The above figure shows these DASD response-time components:

Queue wait time
This is the internal VM queueing of the I/O operations that are waiting for a previous I/O to the device to complete. Queue time represents the time spent waiting on a device. Delays in the other service components may cause the queue component to increase, or the queue time may be a function of skewed arrival of I/Os from a particular application.
Pending time
This is the time from the start of the I/O until the DASD receives it. The pending time indicates the channel path usage. A high pending time indicates that the channel or logical control unit is busy. Pending time can be caused by busy channels and controllers or device busy from another system.

If a device is behind a cache controller (non-3990), pending time can also be caused by cache staging (the device is busy during the staging operation). When using nonenhanced dual copy (3990), the device is busy while writing the data to the primary volume and to the duplex volume if fast copy was not selected.

Disconnect time
Disconnect time includes:
  • The time for a seek operation.
  • Latency, always assumed to be half a revolution of the device.
  • Rotational position sensing (RPS) reconnect delay, the time for the set sector operation to reconnect to the channel path.

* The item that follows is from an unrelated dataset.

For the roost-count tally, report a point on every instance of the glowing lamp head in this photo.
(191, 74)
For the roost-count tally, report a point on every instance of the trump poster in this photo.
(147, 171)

    This time depends on internal path busy, control unit busy, and channel path busy. If any element in the path is busy, a delay of one revolution of the device is experienced.

  • For a 3990 Model 3 cache controller, if the record is not in cache, the time waiting while staging completes for the previous I/O to the device or until one of the four lower interfaces becomes available from either transferring, staging, or destaging data for other devices.

When a device cannot reconnect to the host to transfer data because all paths are busy, it must wait for another revolution.

Using cache control units reduces or eliminates disconnect time. Disconnect time is used as a measurement of cache effectiveness.

Connect time
This is the time actually spent transferring data between the channel and DASD or channel and cache. Connect time can also include the time a search operation is occurring between the channel and the DASD or the channel and the cache (usually done to search a directory to find the location of a program module so it can be loaded into storage).

A high connect time indicates that you are using large blocks to transfer the data. This can be a problem if you mix small blocks and large blocks. The small blocks may have to wait on the larger ones to complete, thus causing a delay.